Za kilka miesięcy wybory prezydenckie na Białorusi. W szranki z obecnym prezydentem Aleksandrem Łukaszenką stanie Polak, Jarosław Romańczuk - pisze "Rzeczpospolita".
Kim jest Jarosław Romańczuk? To urodzony w podgrodzieńskich Sopoćkiniach ekonomista, szef Centrum Naukowo-Analitycznego im. Misesa. Jest jednym z najbardziej cenionych na Białorusi ekonomistów.

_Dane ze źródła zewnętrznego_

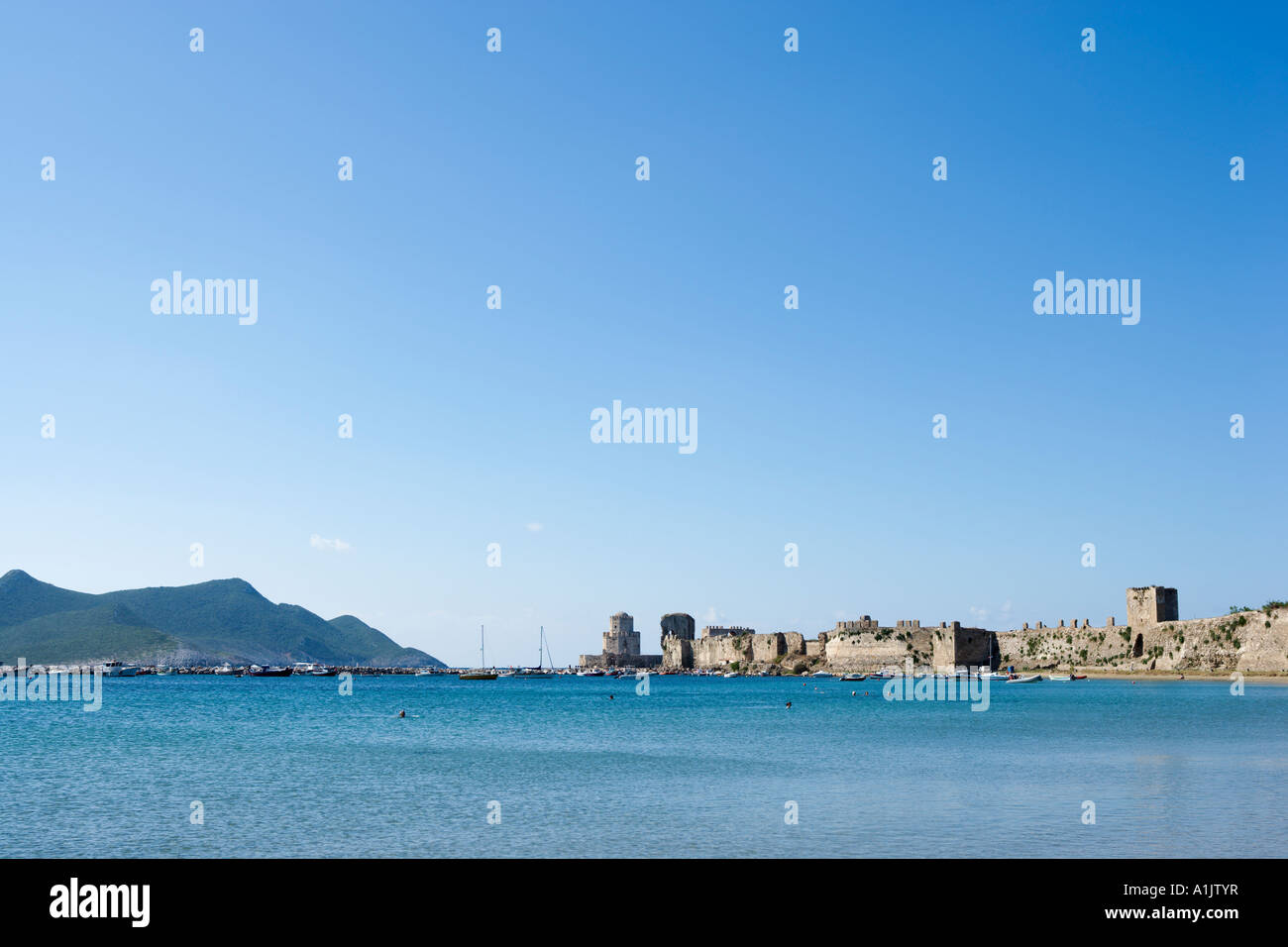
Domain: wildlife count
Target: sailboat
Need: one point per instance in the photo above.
(540, 672)
(480, 673)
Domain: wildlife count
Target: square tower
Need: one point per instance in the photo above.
(1150, 604)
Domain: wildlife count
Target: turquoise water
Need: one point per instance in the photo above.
(698, 767)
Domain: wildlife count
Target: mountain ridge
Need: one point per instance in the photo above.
(205, 622)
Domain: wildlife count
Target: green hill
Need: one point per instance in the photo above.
(224, 620)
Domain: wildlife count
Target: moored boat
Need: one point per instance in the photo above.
(480, 673)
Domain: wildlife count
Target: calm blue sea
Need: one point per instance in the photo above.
(698, 767)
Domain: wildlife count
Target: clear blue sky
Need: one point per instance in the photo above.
(518, 169)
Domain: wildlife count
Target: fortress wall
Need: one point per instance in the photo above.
(870, 651)
(677, 652)
(1229, 643)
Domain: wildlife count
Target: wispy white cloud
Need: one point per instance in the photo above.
(326, 545)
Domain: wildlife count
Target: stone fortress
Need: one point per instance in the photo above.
(621, 647)
(1154, 638)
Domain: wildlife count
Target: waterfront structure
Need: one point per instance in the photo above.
(621, 647)
(1150, 604)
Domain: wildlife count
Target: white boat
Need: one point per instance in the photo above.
(482, 672)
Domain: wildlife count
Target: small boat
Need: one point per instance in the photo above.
(540, 672)
(480, 673)
(257, 672)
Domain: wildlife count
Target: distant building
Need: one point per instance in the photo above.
(1150, 604)
(621, 647)
(719, 631)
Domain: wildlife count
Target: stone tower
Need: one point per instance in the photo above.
(1150, 604)
(621, 637)
(678, 625)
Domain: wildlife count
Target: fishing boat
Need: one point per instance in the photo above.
(257, 672)
(480, 673)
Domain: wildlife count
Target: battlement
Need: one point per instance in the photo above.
(1151, 604)
(864, 624)
(720, 631)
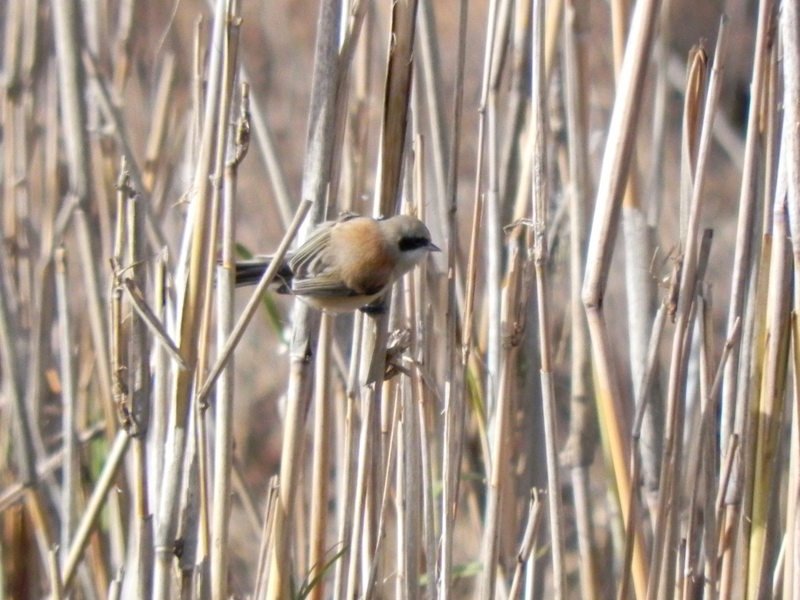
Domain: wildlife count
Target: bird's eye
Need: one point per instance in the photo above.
(413, 243)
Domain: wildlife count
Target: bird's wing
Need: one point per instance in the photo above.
(308, 260)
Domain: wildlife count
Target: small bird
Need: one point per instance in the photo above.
(348, 263)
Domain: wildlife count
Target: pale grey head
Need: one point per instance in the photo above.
(412, 240)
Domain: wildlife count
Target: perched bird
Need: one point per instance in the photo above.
(348, 263)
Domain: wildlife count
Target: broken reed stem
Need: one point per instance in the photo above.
(539, 200)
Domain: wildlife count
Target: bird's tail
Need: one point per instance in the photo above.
(249, 272)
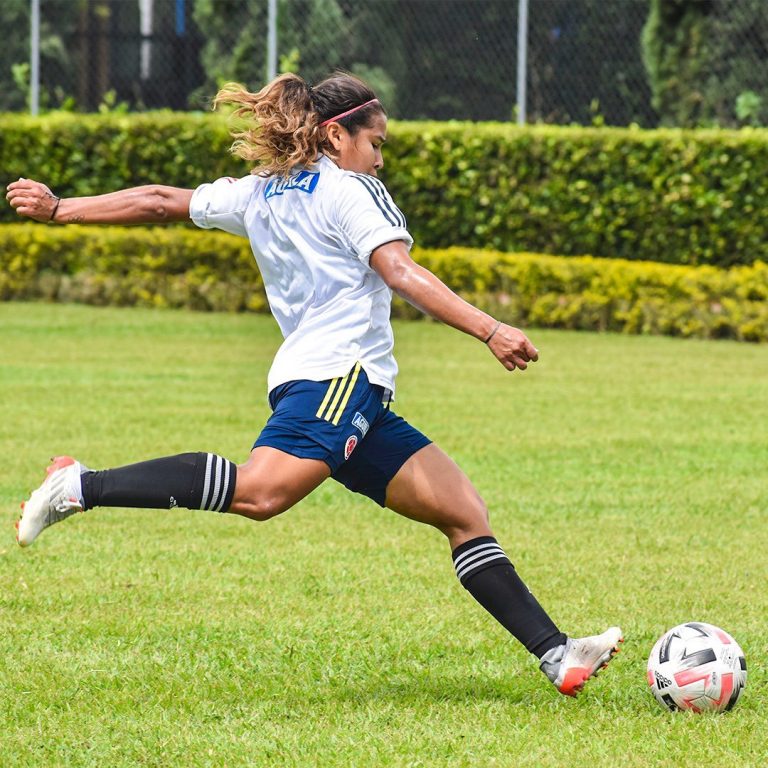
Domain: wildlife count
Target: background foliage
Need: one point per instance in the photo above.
(707, 62)
(688, 197)
(177, 267)
(678, 62)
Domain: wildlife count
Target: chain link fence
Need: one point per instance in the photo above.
(427, 59)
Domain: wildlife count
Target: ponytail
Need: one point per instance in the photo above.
(285, 120)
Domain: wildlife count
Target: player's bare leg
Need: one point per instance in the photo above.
(431, 488)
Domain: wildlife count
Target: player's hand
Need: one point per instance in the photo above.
(31, 198)
(512, 348)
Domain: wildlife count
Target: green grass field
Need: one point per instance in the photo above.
(626, 478)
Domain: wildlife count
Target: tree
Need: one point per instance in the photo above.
(707, 61)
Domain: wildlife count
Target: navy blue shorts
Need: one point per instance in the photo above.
(345, 422)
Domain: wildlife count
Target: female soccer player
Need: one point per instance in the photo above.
(331, 246)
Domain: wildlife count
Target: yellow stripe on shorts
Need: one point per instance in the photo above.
(327, 397)
(355, 371)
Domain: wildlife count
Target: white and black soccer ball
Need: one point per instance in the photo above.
(698, 667)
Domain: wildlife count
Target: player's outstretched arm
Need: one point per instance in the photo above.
(419, 287)
(150, 204)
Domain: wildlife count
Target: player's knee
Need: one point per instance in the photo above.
(265, 508)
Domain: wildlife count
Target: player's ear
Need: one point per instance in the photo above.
(335, 135)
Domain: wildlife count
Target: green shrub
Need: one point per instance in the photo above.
(179, 267)
(687, 197)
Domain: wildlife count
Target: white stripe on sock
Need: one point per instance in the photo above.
(206, 487)
(471, 567)
(224, 487)
(475, 552)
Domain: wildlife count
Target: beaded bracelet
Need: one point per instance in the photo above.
(493, 332)
(55, 208)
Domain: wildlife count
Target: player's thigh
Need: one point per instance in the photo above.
(272, 481)
(431, 488)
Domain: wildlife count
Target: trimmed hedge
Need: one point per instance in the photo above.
(180, 267)
(688, 197)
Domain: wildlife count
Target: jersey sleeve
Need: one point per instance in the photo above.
(222, 204)
(367, 215)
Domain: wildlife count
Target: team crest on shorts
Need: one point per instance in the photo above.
(359, 421)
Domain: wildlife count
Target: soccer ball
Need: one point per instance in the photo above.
(698, 667)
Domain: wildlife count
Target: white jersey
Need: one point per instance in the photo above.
(312, 236)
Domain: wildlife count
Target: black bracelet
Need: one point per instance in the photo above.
(55, 208)
(493, 332)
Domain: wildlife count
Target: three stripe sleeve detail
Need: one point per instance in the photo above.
(381, 197)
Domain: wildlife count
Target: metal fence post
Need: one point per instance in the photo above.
(272, 41)
(522, 59)
(34, 58)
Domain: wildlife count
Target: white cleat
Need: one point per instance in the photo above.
(569, 666)
(56, 499)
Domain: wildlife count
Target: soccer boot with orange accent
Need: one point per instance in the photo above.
(569, 666)
(56, 499)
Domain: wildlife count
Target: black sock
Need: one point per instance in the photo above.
(191, 480)
(486, 573)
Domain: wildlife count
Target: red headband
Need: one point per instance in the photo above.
(348, 112)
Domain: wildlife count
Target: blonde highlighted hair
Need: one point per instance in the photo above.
(283, 120)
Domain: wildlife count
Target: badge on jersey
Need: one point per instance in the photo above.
(359, 421)
(306, 181)
(350, 446)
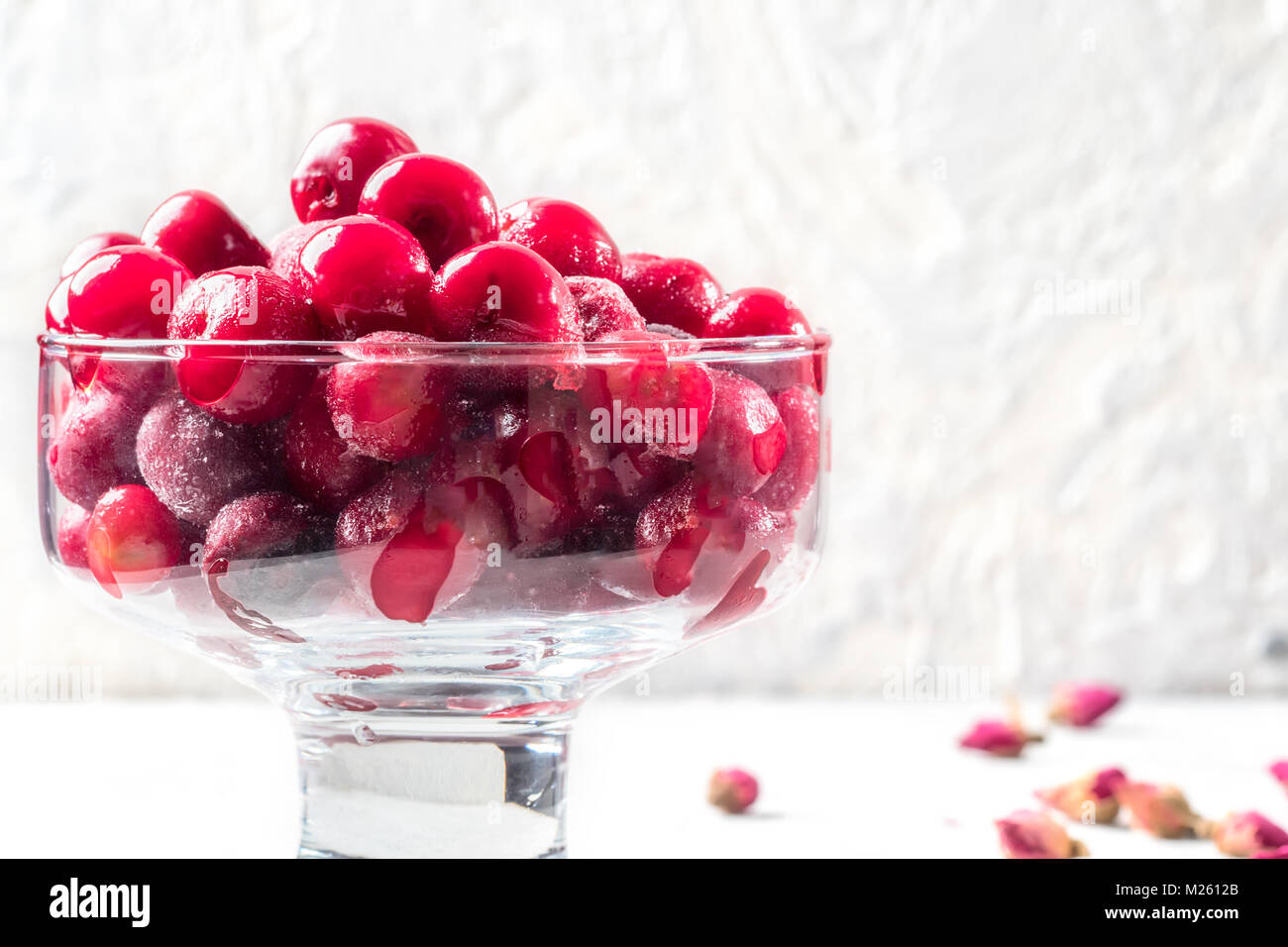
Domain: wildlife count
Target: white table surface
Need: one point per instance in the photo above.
(838, 779)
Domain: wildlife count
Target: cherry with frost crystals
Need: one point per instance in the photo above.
(502, 291)
(565, 235)
(644, 397)
(745, 440)
(336, 163)
(671, 290)
(603, 307)
(760, 312)
(91, 245)
(366, 275)
(72, 531)
(442, 204)
(798, 472)
(321, 466)
(413, 547)
(132, 539)
(94, 451)
(194, 463)
(386, 405)
(200, 231)
(694, 544)
(125, 292)
(235, 305)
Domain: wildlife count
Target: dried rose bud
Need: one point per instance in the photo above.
(1247, 832)
(1160, 810)
(1279, 770)
(1028, 834)
(1089, 799)
(733, 789)
(999, 737)
(1081, 705)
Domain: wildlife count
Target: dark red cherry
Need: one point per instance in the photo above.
(386, 403)
(759, 312)
(235, 382)
(132, 539)
(442, 204)
(94, 451)
(603, 305)
(321, 466)
(265, 526)
(798, 472)
(194, 463)
(91, 245)
(673, 290)
(125, 291)
(336, 162)
(283, 256)
(643, 397)
(366, 275)
(406, 545)
(565, 235)
(72, 530)
(503, 292)
(200, 231)
(745, 440)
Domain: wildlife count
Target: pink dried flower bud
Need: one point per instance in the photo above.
(1160, 810)
(1279, 770)
(733, 789)
(1081, 705)
(1282, 852)
(999, 737)
(1028, 834)
(1089, 799)
(1248, 832)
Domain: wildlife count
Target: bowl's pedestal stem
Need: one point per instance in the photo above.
(428, 787)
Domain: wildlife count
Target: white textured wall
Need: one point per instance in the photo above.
(1022, 478)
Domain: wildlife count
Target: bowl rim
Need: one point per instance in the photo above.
(755, 348)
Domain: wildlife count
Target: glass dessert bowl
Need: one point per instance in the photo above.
(442, 551)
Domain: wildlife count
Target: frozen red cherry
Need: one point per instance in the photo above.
(760, 312)
(263, 526)
(125, 291)
(565, 235)
(132, 539)
(95, 447)
(336, 162)
(603, 305)
(645, 397)
(91, 245)
(387, 402)
(677, 291)
(692, 544)
(503, 292)
(283, 257)
(200, 231)
(194, 463)
(798, 472)
(321, 466)
(235, 305)
(366, 275)
(407, 548)
(72, 528)
(441, 202)
(745, 440)
(755, 312)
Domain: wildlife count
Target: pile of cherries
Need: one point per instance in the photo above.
(412, 471)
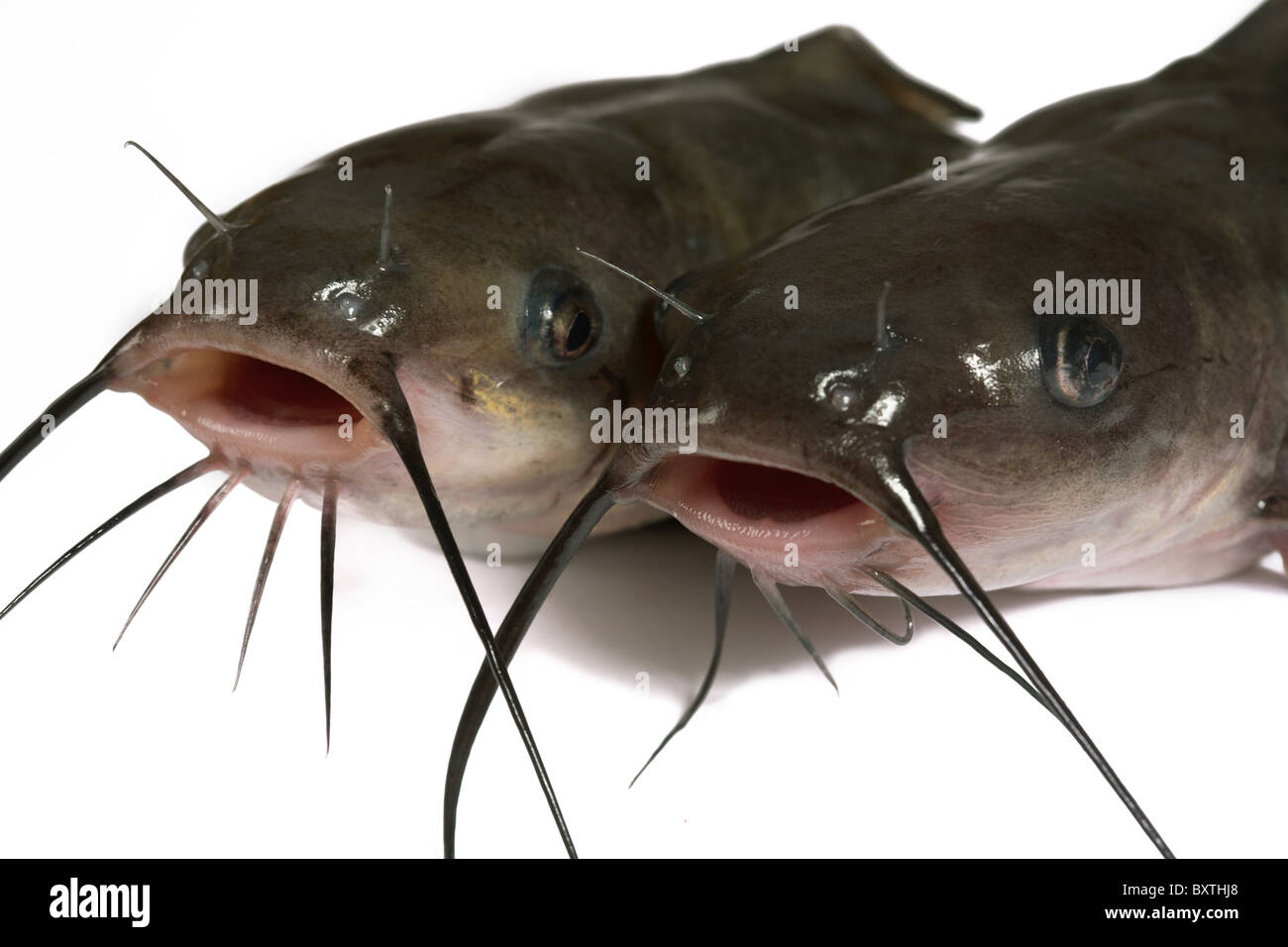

Jak to się stało, że wystartuje w wyborach prezydenckich? Zdecydowała o tym Zjednoczona Partia Obywatelska. Romańczuk piastuje funkcję jej wiceprzewodniczącego.
Kandydat z programem
Jak pisze "Rz", jego kampania prezydencka nie została jeszcze oficjalnie ogłoszona, jednak Romańczuk już ja prowadzi. Jego dość wyraźnie nakreślony program ma hasło "Milion nowych miejsc pracy dla Białorusi". Chce partnerstwa z Rosją, Ukrainą i Unią Europejską.
Co ważne, to fakt, że jest on postrzegany jako kandydat, który może zdobyć przychylność Rosji - zauważa "Rzeczpospolita". Ostatnio spotkał się nawet w Moskwie w wpływowymi rosyjskimi politykami Anatolijem Czubajsem oraz ministrem finansów Aleksiejem Kudrinem.
Słaby punkt
Wśród wszystkich zalet, cytowani przez gazetę białoruscy obserwatorzy wymieniają jeden słaby punkt: to, że choć ma już 44 lata, nadal nie jest żonaty. Na posiedzeniu kierownictwa ZPO partyjni koledzy sugerowali mu nawet, by się niezwłocznie ożenił - pisze "Rzeczpospolita".